I played back messages while I used the
facilities. Don’t tell anybody. It was good to be alone. Cassie needed to
talk—(grr!). Bert didn’t leave a message. The mechanic wanted to know if I was
going to pick up my car today by five.
Um, no.
Guess
they figured that out, because the last call was at four.
I was too exhausted to deal with any of it,
especially since I needed a taxi home—again—get some sleep, and get back here,
by taxi, by six at the very latest. It was hardly worth going home.

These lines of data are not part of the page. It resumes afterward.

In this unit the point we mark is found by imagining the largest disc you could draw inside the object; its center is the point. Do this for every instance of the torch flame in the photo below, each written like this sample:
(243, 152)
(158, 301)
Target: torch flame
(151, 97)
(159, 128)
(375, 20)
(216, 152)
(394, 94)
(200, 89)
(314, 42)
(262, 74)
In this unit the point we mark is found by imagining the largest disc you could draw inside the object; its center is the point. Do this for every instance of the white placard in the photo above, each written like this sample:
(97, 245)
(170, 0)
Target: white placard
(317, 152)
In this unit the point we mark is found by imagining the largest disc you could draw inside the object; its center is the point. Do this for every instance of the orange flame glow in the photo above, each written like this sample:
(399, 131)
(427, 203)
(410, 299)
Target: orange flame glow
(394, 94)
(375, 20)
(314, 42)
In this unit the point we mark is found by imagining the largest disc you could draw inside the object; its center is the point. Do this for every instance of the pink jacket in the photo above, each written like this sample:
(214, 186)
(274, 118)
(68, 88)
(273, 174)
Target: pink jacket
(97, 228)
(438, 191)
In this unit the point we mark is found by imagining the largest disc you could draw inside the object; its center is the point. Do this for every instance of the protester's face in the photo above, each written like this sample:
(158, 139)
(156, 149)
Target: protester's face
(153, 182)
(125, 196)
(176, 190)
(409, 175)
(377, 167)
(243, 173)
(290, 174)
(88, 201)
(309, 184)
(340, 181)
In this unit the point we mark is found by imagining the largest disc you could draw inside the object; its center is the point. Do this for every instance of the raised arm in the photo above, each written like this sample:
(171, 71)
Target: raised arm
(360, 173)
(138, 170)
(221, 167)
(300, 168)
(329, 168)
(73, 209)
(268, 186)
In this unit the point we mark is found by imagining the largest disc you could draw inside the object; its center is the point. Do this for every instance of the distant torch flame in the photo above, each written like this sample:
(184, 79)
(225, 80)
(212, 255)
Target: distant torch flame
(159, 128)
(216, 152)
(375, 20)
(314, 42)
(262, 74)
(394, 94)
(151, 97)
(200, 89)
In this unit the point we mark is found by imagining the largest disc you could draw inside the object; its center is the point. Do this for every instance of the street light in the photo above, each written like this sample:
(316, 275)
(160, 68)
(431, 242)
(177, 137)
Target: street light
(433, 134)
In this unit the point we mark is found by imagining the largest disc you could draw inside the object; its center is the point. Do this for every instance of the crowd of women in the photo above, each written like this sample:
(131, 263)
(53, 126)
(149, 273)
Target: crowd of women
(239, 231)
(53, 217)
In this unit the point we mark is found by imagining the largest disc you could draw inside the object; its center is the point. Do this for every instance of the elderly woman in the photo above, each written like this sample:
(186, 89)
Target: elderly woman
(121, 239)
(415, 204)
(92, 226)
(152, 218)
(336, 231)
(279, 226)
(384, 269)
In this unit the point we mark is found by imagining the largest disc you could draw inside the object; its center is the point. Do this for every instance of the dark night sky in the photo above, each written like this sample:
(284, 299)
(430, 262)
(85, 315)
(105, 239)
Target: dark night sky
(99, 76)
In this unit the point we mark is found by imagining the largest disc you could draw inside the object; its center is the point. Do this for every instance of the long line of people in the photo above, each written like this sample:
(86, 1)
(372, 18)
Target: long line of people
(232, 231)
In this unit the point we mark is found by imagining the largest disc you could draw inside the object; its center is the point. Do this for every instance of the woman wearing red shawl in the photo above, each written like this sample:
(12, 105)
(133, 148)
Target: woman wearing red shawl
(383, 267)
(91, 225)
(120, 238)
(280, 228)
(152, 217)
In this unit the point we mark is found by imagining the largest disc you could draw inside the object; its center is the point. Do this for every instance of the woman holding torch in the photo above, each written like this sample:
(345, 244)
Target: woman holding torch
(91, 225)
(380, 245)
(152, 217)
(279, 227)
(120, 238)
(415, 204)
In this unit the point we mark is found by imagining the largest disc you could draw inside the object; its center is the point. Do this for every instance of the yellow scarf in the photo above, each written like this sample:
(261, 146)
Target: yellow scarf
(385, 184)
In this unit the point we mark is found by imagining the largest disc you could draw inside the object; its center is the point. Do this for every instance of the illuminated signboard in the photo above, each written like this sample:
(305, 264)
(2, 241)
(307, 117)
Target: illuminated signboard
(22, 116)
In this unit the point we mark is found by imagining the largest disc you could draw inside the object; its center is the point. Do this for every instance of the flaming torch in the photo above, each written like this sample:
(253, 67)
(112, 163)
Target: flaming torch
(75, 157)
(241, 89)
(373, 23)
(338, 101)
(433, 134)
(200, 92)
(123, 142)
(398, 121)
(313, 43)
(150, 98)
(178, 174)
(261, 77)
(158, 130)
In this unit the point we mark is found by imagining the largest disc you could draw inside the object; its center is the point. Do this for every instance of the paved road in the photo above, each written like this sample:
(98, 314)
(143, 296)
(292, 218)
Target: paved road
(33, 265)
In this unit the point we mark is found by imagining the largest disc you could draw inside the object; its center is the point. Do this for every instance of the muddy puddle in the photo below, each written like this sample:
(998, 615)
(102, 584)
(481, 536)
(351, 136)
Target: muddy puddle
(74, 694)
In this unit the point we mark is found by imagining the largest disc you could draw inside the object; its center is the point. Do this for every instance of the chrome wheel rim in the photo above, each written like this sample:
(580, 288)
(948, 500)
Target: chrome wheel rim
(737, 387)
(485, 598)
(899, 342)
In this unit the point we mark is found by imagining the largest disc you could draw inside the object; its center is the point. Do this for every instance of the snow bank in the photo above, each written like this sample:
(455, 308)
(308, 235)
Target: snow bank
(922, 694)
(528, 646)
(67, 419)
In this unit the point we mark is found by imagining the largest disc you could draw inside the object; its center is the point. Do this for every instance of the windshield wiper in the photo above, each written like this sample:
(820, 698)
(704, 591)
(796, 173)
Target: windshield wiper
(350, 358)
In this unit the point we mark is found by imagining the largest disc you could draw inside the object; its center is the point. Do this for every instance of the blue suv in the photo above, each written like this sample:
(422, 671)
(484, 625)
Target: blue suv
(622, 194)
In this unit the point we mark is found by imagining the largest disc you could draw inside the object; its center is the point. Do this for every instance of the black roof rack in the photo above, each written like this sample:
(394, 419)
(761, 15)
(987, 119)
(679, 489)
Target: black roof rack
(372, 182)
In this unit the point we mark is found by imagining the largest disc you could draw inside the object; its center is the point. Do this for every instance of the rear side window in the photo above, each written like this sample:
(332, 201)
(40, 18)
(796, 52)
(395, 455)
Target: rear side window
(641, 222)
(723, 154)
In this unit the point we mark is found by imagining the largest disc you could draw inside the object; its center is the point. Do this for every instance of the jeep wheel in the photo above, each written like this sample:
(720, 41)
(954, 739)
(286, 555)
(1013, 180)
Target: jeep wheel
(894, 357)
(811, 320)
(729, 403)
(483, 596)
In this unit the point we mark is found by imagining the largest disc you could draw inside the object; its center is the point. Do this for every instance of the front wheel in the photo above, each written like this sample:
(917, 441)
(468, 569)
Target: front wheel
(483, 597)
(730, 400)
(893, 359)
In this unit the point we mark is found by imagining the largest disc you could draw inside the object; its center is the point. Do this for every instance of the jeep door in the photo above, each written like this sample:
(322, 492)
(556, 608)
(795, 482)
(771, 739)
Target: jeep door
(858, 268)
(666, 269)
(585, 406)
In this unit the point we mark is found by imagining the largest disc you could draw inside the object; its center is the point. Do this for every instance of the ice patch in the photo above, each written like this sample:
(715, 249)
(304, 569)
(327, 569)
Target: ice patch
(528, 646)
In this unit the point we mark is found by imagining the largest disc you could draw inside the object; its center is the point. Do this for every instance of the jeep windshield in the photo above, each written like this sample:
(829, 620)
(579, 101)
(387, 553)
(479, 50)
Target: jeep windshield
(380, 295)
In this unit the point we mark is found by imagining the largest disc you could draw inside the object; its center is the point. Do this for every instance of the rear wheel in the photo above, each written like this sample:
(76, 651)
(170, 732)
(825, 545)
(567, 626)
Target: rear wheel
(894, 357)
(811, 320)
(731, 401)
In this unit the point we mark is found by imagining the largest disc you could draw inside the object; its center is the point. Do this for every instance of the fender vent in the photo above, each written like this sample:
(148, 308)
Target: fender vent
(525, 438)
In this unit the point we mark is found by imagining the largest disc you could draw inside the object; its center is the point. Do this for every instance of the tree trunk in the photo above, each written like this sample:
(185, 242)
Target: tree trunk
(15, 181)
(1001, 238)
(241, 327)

Huh. I stopped washing my hands and stood there
staring at the frizzy, pale, sad woman in the mirror and considered. It
was
hardly worth going home. And I was
in the heart of the city, surrounded by hotels. Staying in one would be
expensive, but taxis were expensive too. And losing my job for being late would
be very expensive.
I rinsed off, dried, and hurried back to my
desk, considering. I kept makeup and a hairbrush in my purse and the hotel
would surely provide deodorant. I could sleep in my soft polo shirt, but what
could I wear back here in the morning? I could imagine the remarks if I showed
up again in today’s clothing.
Still…I had to be in costume by six-thirty in
the morning
..
Nobody but the immediate Gibson Girl
team had seen me long enough today to be sure what I was wearing. I could come
back in these clothes, dress immediately in the ladies’ before anyone saw me,
change back after the meeting, and slip out on an alleged Einstein’s run, and
go buy fresh clothes at the Nordstrom’s next door.
Would it work? Yes, it would. Now that I
thought of it, I had a gym bag stashed in my otherwise-empty bottom file
drawer, complete with fresh underwear, bra, and a clean T-shirt. True, the bra
would be a little sturdier than what I ordinarily wore to work, but it would be
clean and I could sleep in the T-shirt.